Por ultimo nos parece necesario resaltar lo que el autor nombra como La muerte prohibida, nos invita a reflexionar sobre un cambio violento que comenzó a tomar forma a partir de la segunda mitad del siglo XIX. «La muerte, antaño tan presente y familiar, tiende a ocultarse y desaparecer. Se vuelve vergonzosa y un objeto de censura.» (Ariès, 2007: 72) En diversos países de occidente se acallaron tradiciones del culto a los muertos y a los cementerios, tomando un papel secundario y privado en la vida de los hombres, ¿qué orígenes podemos explicar para dichos cambios? Encontramos que ante la nueva sensibilidad se buscaba proteger a las personas de los infortunios de enfermedades y muerte:
(E)l entorno del moribundo tiende a protegerlo y ocultarle la gravedad de su estado; no obstante, se admite que el disimulo no puede durar demasiado tiempo (…); un día el moribundo debe saber, pero entonces los parientes ya no tienen el coraje de decir ellos mismos la cruel verdad. En resumen, la verdad comienza a producir controversias. (Ariès, 2007: 72-73)

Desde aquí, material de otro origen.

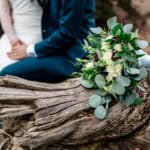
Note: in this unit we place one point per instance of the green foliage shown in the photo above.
(111, 66)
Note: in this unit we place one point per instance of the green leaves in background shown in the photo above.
(100, 81)
(87, 83)
(142, 44)
(142, 74)
(111, 22)
(127, 28)
(100, 112)
(117, 88)
(118, 46)
(94, 101)
(97, 30)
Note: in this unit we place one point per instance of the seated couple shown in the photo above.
(43, 38)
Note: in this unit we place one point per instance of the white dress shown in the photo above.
(27, 25)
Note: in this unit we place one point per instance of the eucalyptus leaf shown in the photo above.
(117, 88)
(100, 112)
(111, 22)
(143, 74)
(133, 71)
(100, 81)
(97, 30)
(125, 81)
(87, 83)
(130, 100)
(94, 101)
(128, 28)
(142, 44)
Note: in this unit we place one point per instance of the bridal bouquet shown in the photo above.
(111, 66)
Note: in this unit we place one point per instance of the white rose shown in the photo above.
(113, 71)
(118, 69)
(118, 47)
(105, 45)
(89, 66)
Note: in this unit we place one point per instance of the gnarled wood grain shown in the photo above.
(39, 115)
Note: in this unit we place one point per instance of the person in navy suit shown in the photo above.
(65, 24)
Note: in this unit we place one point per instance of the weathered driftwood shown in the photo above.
(39, 115)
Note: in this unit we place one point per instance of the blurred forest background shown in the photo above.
(127, 11)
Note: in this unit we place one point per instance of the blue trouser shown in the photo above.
(47, 69)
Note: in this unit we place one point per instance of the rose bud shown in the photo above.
(95, 57)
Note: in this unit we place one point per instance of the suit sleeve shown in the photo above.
(69, 28)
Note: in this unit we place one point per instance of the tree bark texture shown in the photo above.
(44, 116)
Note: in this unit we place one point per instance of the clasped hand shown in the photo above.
(18, 50)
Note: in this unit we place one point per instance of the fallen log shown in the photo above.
(49, 116)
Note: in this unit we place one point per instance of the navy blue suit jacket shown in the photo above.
(65, 23)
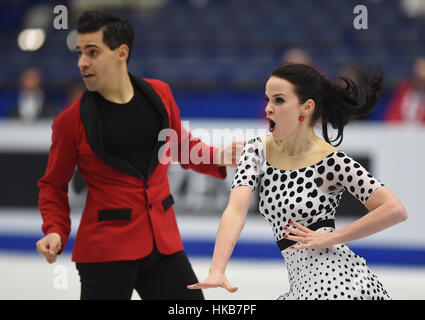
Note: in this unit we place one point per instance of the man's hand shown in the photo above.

Encontramos también actitudes propias de la modernidad, principalmente, evitar; se evitaba el saber, el malestar y cualquier emoción negativa o insostenible de la pérdida, la muerte se volvió un tema delicado, del cual debía cuidarse a los niños, y en ocasiones se evitaba también al moribundo. Los avances en ciencia y medicina permitieron curar, y luchar contra la muerte. Se volvió, entonces, menos necesario morir; ante la enfermedad, por ejemplo, se pensaba en el hospital, en la cura y todas aquellas nuevas posibilidades, y la aceptación de una muerte con solemnidad era relegada. Por tanto se iba al hospital para curarse, pero en el mismo sentido, también se iba para morir.
Cabría preguntarse ante que actitud o actitudes estamos y reflexionar la multiplicidad en la que vivimos hoy en las sociedades.
Por ejemplo, si bien es cierto que la pandemia por Covid ocasionó un grave impacto en la vida de las personas y rompió con parte de la seguridad fijada en la modernidad, permitió también replantear el lazo social y recordar el énfasis en la biografía personal al suspender el silencio sobre dichas temáticas. Esto último también podemos verlo reflejado en la apertura cada vez mayor a la «muerte digna», de la eutanasia y del suicidio asistido. En donde se reconoce que a veces el cuerpo ya no puede, y se elige con lucidez aceptar la muerte, pero no ya en una actitud pasiva, como que el que solo espera, sino que brinda poder de decidir.
Hablar sobre la muerte y comprenderla como un suceso familiar a los seres humanos, permite la apertura y construcción de posturas menos dañinas sobre esta realidad, pero no solamente sobre la posible forma o momento de morir, sino, y sobre todo, el reflejo que trae esta reflexión de la vida, el lazo social, y la biografía individual.
Ariès, Phillipe, Morir en Occidente, desde la Edad Media hasta nuestros días, Buenos Aires, Argentina, Adriana Hidalgo Editora, 2007.